Panels compare non-social individual behaviour and the three social behaviours. Individuals are labelled 1–10, where 1 is the individual with the baseline levels of all parameters, and incremental increases in the label represent the incremental increase by ωdifference as described in the methods. This means that when all individuals within a simulation are behaving independently (non-socially), individual 1 is the least likely to start moving towards the feeding site (the shyest), and individual 10 is the most likely (the boldest). Panels A-D show rescaled travel times, where 0 is the travel time of the individual who reaches the feeding site in the shortest time, and 1 is for the individual who takes the longest; E-H show rescaled leave times (at which an individual first crosses a threshold 10 units away from the start point), and I-L show rescaled arrival times at the feeding site. A, E and I show the behavioural metrics for individuals behaving non-socially (independently) within a simulation; B, F and J show the metrics for individuals using the central social rule; C, G and K show the metrics for individuals using the nearest neighbour rule; and D, H and L show the metrics for individuals using the majority rule. All boxplots show the median and interquartile values of the mean rescaled behavioural metric, and the tails show 1.5 × interquartile range, with points representing outliers. Data shown for dataset where ωdifference has been systematically altered in order to explore variation in response to this parameter (200 replicates each for ωdifference = (0.0001, 0.0002, … 0.0020), pooling all of these simulations together for each of the figures), with pbaseline = 0.001, dfood = 100 units and n = 10.
Table 2.
F values describing the contributions of both the model parameter being varied and the ‘boldness’ of the individual within a simulation, according to the behavioural metric measured and the parameter being varied.
Fig 6.
Mean rescaled differences in behavioural metrics between the non-social rule and each of the social interaction rules for each individual.
Positive values mean that individuals switch the observed behaviour to later in the hierarchical group order when behaving socially, and negative values mean they switch to earlier in the group order when behaving socially. This means a value of 1 represents the case where the individual is always first to finish/leave/arrive when behaving non-socially, and always the last to finish/leave arrive when behaving socially, a value of -1 represents the case where the individual is always last to finish/leave/arrive when non-social and always first to finish/leave/arrive when social, and a value of 0 represents the case where the individual does not change the ordering of its behaviour between social and non-social behaviours (e.g. the third individual to arrive when performing a non-social behaviour is also the third individual to arrive when performing a social behaviour).

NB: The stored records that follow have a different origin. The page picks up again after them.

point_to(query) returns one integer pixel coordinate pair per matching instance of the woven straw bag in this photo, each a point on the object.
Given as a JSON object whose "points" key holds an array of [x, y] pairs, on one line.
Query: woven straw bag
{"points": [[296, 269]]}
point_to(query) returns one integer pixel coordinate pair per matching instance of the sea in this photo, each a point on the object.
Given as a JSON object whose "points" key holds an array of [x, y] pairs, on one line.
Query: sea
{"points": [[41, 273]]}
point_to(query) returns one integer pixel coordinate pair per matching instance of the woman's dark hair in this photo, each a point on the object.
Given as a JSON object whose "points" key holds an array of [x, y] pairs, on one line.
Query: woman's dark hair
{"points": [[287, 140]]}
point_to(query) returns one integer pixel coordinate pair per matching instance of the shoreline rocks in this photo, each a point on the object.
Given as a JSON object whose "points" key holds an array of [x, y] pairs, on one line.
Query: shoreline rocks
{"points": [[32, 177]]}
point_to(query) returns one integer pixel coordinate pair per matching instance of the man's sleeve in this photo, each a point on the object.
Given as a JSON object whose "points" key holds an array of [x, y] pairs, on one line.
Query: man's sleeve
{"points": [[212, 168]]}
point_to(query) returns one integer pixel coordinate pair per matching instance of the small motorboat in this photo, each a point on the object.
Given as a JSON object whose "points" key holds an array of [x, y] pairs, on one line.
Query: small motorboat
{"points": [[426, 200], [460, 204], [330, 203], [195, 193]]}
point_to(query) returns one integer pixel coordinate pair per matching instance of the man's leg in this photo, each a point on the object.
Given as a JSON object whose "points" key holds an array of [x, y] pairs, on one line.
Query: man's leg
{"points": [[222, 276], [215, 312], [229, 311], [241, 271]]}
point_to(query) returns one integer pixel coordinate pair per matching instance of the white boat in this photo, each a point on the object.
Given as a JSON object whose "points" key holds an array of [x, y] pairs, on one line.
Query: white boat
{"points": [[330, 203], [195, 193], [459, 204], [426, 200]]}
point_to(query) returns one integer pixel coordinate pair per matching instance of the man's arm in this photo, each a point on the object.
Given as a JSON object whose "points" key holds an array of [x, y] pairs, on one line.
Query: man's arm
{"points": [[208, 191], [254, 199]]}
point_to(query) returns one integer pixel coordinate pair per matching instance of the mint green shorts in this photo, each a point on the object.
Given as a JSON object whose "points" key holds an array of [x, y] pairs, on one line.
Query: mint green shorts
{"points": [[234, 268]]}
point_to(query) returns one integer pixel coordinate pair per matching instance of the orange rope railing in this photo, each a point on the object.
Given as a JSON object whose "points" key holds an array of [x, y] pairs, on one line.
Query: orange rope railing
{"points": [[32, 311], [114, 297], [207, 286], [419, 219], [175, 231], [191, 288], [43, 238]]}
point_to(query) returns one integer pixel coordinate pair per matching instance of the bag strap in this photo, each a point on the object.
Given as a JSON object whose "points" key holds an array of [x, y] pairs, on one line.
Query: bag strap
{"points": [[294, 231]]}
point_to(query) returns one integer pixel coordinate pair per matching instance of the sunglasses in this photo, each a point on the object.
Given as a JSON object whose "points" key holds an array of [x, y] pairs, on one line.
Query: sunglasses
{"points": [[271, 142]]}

A, B and C show the difference in travel time; D, E and F show the difference in leave time; and G, H and I show the difference in arrival time. A, D and G give the values when comparing the central and non-social rules; B, E and H, the nearest neighbour and non-social rules; and C, F and I, the majority and non-social rules. See the legend of Fig 5 for a description of the boxplot ranges and the parameter set used for generating the figure.